I believe that design, at its core, is rooted in the human experience.

Margaret Hughes

Tell us about yourself and your work.

I believe that design, at its core, is rooted in the human experience. Since there are so many facets and lenses to that experience, collaboration is one of my favorite parts of working in design. I have learned so much about design from learning technical skills, but also in learning how to listen and gather alternate perspectives. Taking all of that in has pushed me to create more inclusive and complete pieces.

What agency or designer inspires you?

Last fall I was researching agencies with expertise in the food & beverage industry and I came across an agency called Mucca. I was immediately blown away by their work and design philosophy. They believe in creating “unboring brands” that stand the test of time, are rooted in story, and bring a cultured perspective to design that is rooted in a diverse team.

I chatted with my instructor, Hank, about how much I loved the agency and he had a connection with the founder, Matteo Bologna. Matteo came to our class and gave us a presentation on how his team created the branding system for the Tin Building in New York. I found not only Matteo’s ability to shed light on their work, but also their creative process as a team enthralling and inspiring. Matteo was also able to call out and give credit to each piece of the system that a team member was responsible for.

Mucca creates brands that are timeless, and so impactful. They have such a heavy focus on typography that they have their own type foundry. Each of their brands has a unique visual language that is memorable, impactful, and steeped in story. Whenever I look at their work, I am reminded of the importance of using type to tell a story.

What is your ideal job at the end of school?

I love branding. I would love to gain more branding experience whether that be in developing new brands, or applying brand guidelines to new materials and campaigns. My ideal job after school will help me grow in that area with strong mentors and collaborators to learn with.

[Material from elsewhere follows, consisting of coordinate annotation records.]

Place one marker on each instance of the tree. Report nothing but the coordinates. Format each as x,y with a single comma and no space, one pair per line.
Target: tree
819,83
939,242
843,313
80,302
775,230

How do you deal with creative blocks?

When I am feeling stuck creatively, I like to bake something. Even if I am not experiencing a traditional creative “block”, baking has helped me hone my problem solving skills, and feel grounded in a moment. It also helps me get out of my comfort zone. I have made pavlovas and creme brûlées to naan, soda bread, sourdough, and milk breads. Every time I make something, I learn something new. That feeling of learning and problem solving is so rewarding and really helps me feel confident when I go back to an existing design problem.

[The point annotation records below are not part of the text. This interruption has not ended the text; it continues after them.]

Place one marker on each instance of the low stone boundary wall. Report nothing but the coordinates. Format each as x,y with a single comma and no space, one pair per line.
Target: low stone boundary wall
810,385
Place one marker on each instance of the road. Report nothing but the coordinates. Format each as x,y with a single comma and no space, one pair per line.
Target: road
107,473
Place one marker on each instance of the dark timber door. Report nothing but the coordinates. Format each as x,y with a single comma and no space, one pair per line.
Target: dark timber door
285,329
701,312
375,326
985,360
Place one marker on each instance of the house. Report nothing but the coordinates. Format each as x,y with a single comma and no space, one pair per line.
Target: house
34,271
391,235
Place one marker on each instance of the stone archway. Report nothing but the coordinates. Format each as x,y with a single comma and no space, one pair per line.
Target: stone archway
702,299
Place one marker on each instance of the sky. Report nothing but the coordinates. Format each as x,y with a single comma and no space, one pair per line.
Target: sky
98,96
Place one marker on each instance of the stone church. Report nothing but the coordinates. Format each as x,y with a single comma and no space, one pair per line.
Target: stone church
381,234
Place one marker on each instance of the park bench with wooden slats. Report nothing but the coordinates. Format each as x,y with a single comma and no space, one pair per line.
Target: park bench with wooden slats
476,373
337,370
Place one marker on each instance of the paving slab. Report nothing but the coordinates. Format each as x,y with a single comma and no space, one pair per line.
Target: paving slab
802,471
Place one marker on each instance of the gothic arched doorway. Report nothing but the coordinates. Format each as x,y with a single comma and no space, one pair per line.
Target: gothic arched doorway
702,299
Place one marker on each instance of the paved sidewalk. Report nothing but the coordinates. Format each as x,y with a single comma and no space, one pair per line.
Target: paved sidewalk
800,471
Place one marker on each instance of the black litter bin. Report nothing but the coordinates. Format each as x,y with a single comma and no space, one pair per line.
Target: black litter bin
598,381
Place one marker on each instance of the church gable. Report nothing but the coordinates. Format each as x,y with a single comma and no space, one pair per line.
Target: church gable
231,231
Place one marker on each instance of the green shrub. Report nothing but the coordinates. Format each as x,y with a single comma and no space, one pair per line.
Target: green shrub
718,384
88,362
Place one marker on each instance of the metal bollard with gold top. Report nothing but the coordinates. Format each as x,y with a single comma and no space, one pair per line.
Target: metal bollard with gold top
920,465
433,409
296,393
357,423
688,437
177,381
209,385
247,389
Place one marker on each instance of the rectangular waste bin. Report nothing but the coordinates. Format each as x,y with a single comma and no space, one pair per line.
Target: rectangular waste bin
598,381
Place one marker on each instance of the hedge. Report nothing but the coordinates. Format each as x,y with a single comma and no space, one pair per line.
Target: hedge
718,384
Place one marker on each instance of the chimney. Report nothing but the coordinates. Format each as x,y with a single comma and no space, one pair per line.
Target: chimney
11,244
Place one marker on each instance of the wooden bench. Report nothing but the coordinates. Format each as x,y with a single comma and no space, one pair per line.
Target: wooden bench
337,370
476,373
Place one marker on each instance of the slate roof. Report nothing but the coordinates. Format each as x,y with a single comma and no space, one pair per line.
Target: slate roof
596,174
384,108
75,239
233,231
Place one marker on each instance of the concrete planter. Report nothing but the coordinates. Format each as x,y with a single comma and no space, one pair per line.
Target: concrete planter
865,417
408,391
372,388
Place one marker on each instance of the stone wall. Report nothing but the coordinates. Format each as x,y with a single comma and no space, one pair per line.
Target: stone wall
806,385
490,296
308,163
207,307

If you could interview any creative, who would it be?

I would love to interview Ilse Crawford. She is an interior designer who leads with empathy and collaboration to create pieces that are not only functional but also engaging. I have been a fan of her Together Table for a long time. It is narrow enough to encourage easy conversation, and it has rounded edges so that more people can be seated comfortably around it. It is a beautiful design that engages users and embraces function so gracefully. I can’t wait to own one someday!

How do you want people to remember your work?

I want to be remembered for creating work that is impactful and the product of more than one perspective. I want my designs to be inclusive, accessible, and beautiful.

If you had to rebrand a logo which one would it be and why?

I actually worked on an identity project in school. I was tasked with rebranding Snapchat. I have used Snapchat since it debuted and it has evolved into way more than just a chat platform. I think the brand is so fun and dynamic that it would be fun to create an identity with as much personality as the platform and its users.